Later, CBSBostonSports.com's Michael Hurley joined the program to discuss Mortensen.

"According to him, the only mistake he made really was to not correct it on Twitter. What about correcting it on ESPN.com where it's still alive?" Hurley said. "There was never any effort at all to do that. And to say he doesn't know how Twitter works -- you type words in and you hit 'Tweet.' That's how Twitter works."

Hurley said that Mortensen's explanation that he went on TV the next day to clarify it falls well short of accepting any blame.

"That means you got it wrong in your report," Hurley said, "and you didn't fix it and you never corrected it and you never issued any sort of update on the initial story, because it's still living there in print. And he comes from a print background, so it should mean a lot more to fix that than to go on TV and clarify."

The fact that Mortensen still claims to be correct on the "significantly underinflated" portion of the report while excusing his own misreporting on the 2 PSI detail is what bothered Hurley more than anything.

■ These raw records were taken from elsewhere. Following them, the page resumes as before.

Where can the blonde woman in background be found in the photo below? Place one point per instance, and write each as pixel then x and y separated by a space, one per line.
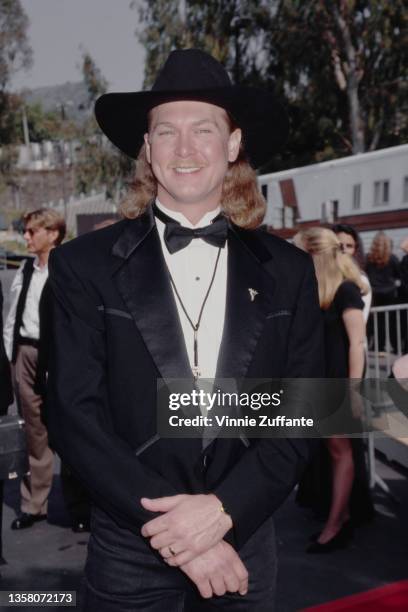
pixel 383 271
pixel 340 293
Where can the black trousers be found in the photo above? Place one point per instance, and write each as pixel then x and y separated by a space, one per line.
pixel 122 574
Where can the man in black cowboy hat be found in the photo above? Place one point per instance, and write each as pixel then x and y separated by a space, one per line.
pixel 182 288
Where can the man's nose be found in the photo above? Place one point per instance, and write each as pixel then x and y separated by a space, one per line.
pixel 184 144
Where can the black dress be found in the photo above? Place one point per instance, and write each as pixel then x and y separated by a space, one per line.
pixel 315 487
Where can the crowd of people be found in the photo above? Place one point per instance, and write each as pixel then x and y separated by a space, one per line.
pixel 349 284
pixel 90 351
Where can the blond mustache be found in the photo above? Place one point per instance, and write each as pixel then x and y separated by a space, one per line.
pixel 187 165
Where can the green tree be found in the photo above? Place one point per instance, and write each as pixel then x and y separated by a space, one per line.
pixel 344 66
pixel 99 165
pixel 15 52
pixel 231 30
pixel 95 82
pixel 341 64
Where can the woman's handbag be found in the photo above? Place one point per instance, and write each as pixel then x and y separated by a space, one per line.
pixel 13 450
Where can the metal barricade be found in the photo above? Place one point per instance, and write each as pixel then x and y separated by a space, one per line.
pixel 389 332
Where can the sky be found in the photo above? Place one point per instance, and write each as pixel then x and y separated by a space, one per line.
pixel 104 28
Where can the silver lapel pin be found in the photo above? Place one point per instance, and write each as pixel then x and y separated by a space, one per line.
pixel 253 293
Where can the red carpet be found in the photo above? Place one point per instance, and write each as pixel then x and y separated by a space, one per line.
pixel 384 599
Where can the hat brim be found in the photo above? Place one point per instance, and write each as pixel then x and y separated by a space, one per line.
pixel 263 120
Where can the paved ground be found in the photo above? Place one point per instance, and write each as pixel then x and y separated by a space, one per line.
pixel 51 556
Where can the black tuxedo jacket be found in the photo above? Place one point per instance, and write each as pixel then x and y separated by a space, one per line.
pixel 116 330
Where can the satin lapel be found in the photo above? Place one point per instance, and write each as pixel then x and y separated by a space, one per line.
pixel 249 291
pixel 144 284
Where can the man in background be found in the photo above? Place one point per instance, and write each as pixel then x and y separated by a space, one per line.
pixel 43 230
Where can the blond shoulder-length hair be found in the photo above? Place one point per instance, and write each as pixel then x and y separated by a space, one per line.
pixel 331 265
pixel 381 249
pixel 241 199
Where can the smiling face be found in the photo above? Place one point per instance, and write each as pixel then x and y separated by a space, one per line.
pixel 189 146
pixel 347 242
pixel 39 239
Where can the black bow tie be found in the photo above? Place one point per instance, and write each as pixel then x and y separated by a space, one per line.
pixel 178 237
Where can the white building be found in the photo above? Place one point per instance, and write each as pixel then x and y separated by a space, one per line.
pixel 368 191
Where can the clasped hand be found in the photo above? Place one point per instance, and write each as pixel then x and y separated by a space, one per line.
pixel 189 526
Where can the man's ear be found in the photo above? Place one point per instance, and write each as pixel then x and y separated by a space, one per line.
pixel 54 235
pixel 234 143
pixel 147 145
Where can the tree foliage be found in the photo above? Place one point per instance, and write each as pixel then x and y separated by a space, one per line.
pixel 15 52
pixel 98 164
pixel 341 64
pixel 95 82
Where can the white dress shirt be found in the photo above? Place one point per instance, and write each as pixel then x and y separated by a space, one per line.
pixel 191 269
pixel 30 327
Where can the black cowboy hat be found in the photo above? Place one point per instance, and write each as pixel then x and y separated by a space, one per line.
pixel 192 74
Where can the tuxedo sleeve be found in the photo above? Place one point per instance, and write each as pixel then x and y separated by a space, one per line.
pixel 265 475
pixel 78 411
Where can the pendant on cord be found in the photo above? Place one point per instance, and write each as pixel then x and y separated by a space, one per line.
pixel 195 369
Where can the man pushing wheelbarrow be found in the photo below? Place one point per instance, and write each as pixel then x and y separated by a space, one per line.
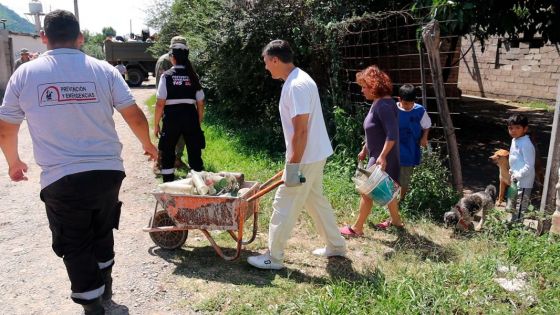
pixel 307 149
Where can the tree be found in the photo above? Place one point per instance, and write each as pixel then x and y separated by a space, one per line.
pixel 484 18
pixel 108 31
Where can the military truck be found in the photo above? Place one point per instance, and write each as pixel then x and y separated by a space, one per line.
pixel 135 56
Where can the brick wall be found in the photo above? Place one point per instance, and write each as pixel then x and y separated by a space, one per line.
pixel 510 70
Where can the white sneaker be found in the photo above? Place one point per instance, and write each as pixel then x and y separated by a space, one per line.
pixel 325 252
pixel 264 262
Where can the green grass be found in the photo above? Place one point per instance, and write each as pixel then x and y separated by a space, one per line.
pixel 428 273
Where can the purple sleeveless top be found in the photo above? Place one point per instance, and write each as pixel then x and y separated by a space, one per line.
pixel 381 124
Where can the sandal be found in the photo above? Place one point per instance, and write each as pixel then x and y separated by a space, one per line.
pixel 347 231
pixel 387 224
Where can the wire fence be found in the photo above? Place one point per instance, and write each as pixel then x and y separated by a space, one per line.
pixel 393 42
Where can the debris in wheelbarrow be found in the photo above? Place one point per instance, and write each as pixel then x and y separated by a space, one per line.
pixel 182 212
pixel 205 183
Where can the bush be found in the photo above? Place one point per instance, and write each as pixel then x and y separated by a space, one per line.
pixel 430 192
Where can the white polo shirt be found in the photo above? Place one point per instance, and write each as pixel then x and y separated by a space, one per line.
pixel 68 99
pixel 301 96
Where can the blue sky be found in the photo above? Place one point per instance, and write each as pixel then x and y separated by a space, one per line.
pixel 94 14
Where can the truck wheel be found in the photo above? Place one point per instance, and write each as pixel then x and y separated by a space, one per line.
pixel 135 77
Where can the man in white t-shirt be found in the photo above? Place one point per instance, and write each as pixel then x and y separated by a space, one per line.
pixel 68 100
pixel 307 149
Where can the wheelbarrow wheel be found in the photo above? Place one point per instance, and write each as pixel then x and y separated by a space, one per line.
pixel 167 240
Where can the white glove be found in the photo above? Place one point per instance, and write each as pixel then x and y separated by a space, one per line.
pixel 292 175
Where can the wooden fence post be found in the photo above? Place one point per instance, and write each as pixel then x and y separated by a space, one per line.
pixel 430 35
pixel 552 162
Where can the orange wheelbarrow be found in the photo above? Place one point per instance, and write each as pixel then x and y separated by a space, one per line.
pixel 169 227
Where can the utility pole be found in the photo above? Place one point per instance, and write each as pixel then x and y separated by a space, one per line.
pixel 76 12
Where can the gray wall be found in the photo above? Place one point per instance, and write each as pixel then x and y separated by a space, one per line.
pixel 514 73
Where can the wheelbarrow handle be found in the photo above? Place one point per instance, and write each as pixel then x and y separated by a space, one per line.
pixel 262 192
pixel 273 178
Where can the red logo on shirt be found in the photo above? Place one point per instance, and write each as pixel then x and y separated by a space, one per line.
pixel 66 93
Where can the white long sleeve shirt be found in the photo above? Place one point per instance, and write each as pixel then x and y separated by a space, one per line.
pixel 522 161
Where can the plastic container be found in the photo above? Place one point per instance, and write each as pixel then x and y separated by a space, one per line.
pixel 378 186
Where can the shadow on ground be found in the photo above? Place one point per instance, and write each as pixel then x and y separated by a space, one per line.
pixel 204 263
pixel 420 246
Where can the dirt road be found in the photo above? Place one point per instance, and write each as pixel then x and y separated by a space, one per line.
pixel 33 279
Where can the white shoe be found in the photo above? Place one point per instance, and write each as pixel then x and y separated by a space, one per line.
pixel 325 252
pixel 264 262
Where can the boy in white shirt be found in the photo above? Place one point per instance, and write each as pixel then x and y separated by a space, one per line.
pixel 522 165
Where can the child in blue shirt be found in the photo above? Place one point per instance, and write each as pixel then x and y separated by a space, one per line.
pixel 521 165
pixel 414 126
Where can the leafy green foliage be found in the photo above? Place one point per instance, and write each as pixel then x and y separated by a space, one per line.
pixel 108 31
pixel 430 193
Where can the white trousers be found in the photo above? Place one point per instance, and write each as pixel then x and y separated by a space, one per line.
pixel 287 205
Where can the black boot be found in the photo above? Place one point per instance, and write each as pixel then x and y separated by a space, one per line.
pixel 94 308
pixel 108 280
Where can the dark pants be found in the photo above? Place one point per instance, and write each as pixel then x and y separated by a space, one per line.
pixel 83 209
pixel 180 120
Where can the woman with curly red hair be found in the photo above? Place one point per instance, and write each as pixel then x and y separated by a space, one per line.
pixel 381 128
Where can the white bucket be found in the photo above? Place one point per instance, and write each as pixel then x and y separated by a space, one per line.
pixel 379 186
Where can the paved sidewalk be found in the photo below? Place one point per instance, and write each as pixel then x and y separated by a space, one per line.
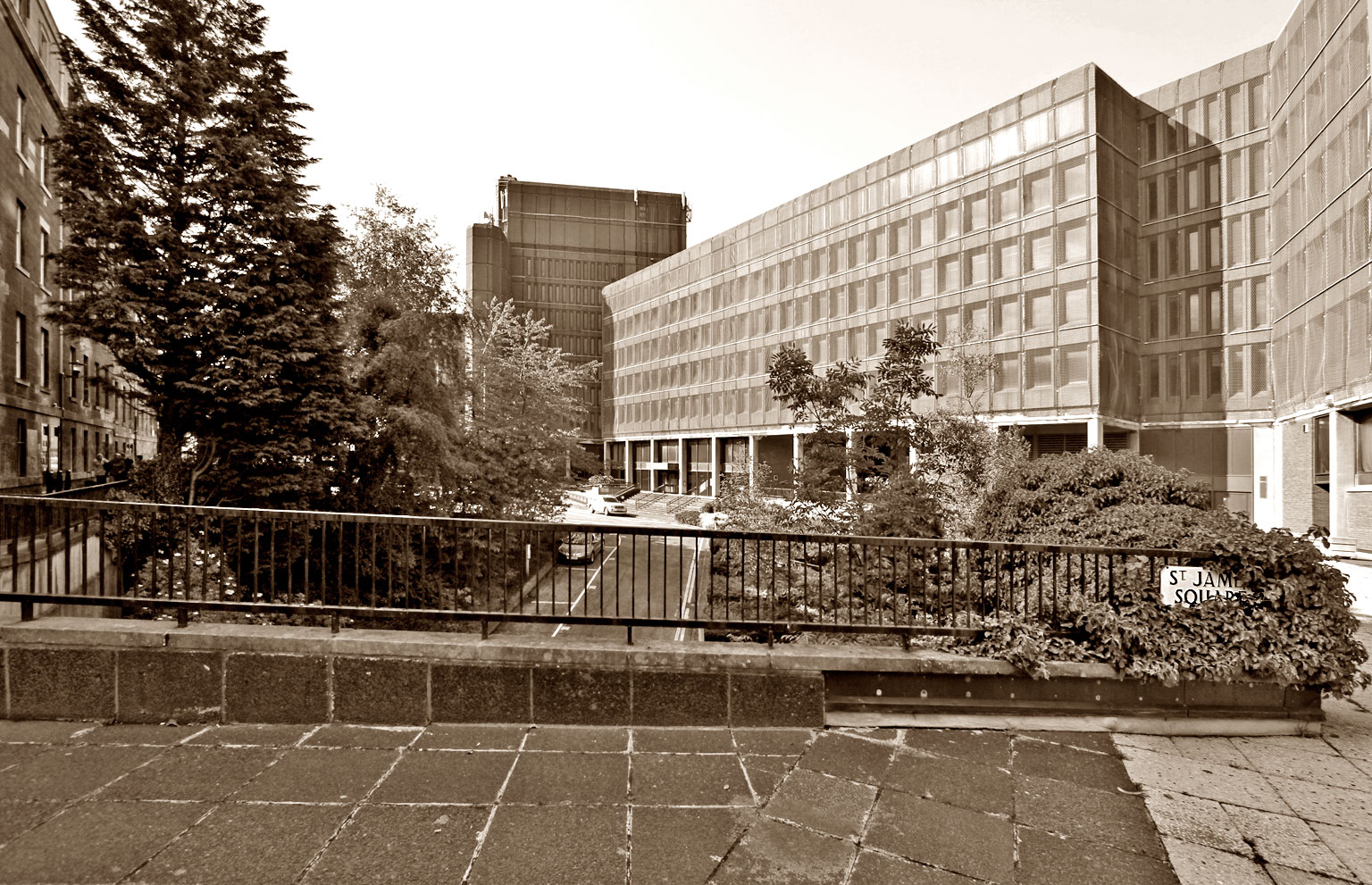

"For him to still think it doesn't really matter is pathetic," Hurley said.

Hurley also listed a history of Mortensen's misreporting, including a report that Michael Vick was unlikely to be indicted on dogfighting charges, a report that said Eli Manning would miss a month of the 2007 season, and a Mortensen report which said the Texans were definitely going to draft Reggie Bush with the No. 1 overall pick.

After the Texans picked Mario Williams with that pick, Mortensen "declared that he had never expected Bush to be chosen first." The source of that information? That would be ESPN.com.

Listen to Michael Hurley's conversation with Toucher & Rich below:

UPDATE: Mortensen finally deleted the tweet with the false information late Tuesday morning.